Que interesse tem El País em proteger a imagem de um Papa?

Que interesse tem El País em proteger a imagem de um Papa?

Há perguntas que se respondem sozinhas, mas convém formulá-las em voz alta:
Que interesse pode ter El País em proteger a imagem de um Papa?

Não o fez com Bento XVI, a quem transformou em vilão de cada manchete. Tampouco com são João Paulo II, a quem ainda hoje buscam sombras onde só há luz.

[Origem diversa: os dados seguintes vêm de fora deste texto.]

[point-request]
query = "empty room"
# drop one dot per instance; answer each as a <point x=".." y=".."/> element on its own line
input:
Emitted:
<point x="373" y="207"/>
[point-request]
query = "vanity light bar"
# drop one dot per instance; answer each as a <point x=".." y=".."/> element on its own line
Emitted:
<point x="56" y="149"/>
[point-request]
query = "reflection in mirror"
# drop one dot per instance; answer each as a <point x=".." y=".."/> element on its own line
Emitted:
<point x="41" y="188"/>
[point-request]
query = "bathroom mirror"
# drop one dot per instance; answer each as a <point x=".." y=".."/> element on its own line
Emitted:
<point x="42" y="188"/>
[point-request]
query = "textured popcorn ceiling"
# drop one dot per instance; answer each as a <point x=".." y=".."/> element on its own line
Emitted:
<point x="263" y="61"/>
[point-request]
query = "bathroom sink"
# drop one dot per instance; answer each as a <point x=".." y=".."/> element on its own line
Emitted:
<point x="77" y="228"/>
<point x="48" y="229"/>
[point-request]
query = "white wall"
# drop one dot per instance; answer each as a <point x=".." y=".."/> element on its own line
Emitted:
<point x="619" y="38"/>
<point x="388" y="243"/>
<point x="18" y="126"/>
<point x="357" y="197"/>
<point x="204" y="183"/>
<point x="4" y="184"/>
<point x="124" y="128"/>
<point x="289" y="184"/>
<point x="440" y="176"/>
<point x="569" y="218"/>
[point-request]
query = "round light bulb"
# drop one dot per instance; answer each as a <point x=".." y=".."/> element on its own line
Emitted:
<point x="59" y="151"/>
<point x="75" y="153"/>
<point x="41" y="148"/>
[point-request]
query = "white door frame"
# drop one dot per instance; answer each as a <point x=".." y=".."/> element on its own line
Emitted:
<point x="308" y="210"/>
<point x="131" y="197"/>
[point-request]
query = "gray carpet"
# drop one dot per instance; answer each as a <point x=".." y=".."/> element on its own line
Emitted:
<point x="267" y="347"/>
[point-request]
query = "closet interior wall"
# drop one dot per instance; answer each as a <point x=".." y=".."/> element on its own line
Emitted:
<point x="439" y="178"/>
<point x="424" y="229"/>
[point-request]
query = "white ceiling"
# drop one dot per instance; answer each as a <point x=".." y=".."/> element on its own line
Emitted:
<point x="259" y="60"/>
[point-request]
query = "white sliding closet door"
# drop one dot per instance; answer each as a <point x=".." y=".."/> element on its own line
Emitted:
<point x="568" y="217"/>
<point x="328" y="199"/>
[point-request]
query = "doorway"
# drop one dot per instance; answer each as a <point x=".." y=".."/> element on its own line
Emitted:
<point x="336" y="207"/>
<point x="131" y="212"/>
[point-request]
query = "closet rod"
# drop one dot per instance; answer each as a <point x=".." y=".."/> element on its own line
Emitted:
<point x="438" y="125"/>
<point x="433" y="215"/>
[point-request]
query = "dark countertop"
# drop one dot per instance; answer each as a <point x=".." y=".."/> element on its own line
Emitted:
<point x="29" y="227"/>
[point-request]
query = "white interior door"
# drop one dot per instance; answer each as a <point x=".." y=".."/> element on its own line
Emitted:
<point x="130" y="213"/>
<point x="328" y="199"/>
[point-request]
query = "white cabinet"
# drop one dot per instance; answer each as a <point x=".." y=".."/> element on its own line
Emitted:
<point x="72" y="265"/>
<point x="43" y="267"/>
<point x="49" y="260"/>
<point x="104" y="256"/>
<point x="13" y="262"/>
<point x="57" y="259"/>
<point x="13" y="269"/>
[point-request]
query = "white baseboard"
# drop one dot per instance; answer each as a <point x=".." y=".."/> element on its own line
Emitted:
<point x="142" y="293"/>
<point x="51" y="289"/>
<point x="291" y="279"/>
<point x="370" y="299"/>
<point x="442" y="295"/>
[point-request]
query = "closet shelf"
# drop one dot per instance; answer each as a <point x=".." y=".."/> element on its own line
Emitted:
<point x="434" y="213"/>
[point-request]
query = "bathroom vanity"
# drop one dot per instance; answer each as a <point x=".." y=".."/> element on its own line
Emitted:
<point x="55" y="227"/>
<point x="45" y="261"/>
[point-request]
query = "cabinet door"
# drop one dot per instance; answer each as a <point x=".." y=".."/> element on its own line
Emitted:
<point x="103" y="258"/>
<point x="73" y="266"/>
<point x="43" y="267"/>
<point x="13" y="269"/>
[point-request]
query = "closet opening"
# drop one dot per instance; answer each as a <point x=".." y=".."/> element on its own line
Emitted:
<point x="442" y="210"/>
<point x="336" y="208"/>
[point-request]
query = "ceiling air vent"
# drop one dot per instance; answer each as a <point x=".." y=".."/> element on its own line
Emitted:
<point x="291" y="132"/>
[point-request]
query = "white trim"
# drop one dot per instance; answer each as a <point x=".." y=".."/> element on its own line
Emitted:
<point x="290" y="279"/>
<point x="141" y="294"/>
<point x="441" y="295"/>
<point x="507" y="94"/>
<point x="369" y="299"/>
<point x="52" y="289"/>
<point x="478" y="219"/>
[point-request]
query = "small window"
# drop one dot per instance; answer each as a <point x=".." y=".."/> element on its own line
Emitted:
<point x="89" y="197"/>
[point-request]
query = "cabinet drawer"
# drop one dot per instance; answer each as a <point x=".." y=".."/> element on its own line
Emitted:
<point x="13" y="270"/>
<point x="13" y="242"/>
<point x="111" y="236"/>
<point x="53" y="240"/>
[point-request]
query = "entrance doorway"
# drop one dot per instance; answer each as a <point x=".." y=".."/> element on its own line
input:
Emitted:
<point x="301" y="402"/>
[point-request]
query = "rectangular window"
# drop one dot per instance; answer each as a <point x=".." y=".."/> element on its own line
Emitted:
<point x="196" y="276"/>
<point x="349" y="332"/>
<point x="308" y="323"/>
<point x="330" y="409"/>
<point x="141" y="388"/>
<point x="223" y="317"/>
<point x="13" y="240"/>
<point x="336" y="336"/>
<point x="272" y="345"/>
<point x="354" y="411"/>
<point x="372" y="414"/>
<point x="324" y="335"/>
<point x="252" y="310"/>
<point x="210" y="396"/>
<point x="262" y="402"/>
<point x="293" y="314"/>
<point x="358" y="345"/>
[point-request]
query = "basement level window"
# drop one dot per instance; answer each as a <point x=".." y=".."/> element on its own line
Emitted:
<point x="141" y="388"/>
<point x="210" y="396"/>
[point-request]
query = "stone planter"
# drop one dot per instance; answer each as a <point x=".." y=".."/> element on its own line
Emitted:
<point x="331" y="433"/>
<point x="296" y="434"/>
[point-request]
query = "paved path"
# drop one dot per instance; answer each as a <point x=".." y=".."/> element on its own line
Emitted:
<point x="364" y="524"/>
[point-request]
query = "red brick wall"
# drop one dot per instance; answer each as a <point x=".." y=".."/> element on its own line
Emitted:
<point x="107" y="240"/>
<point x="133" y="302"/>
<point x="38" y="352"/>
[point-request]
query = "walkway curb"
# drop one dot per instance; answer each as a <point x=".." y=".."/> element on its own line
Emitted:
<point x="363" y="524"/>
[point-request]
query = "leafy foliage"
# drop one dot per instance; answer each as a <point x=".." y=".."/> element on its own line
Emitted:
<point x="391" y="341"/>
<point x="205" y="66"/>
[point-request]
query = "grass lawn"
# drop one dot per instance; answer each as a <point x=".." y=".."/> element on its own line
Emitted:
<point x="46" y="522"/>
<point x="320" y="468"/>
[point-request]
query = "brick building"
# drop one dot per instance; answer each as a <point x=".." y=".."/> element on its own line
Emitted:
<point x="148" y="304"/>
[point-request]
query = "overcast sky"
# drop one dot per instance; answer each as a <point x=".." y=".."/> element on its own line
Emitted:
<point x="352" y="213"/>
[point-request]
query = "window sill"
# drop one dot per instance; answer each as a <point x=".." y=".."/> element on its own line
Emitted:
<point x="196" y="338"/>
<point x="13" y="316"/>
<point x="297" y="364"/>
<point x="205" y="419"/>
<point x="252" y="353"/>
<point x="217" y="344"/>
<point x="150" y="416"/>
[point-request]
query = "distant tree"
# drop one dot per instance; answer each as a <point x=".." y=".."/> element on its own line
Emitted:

Mas com Leão XIV —antes Robert Prevost— o zelo informativo se transforma em ternura pastoral. De repente, o jornal de Prisa se preocupa em limpar sua imagem, reinterpretar testemunhos de vítimas e publicar manchetes que soam mais a comunicado episcopal do que a jornalismo independente.

O caso roça o grotesco. El País entrevista durante duas horas uma vítima de abusos do padre “Lute”, em Chiclayo, e depois publica uma versão que converte suas críticas ao bispo Prevost em uma espécie de elogio. Quando a vítima —Ana María Quispe— exige seu direito de retificação, o jornal simplesmente… não o publica. Nem desculpa, nem esclarecimento, nem vergonha.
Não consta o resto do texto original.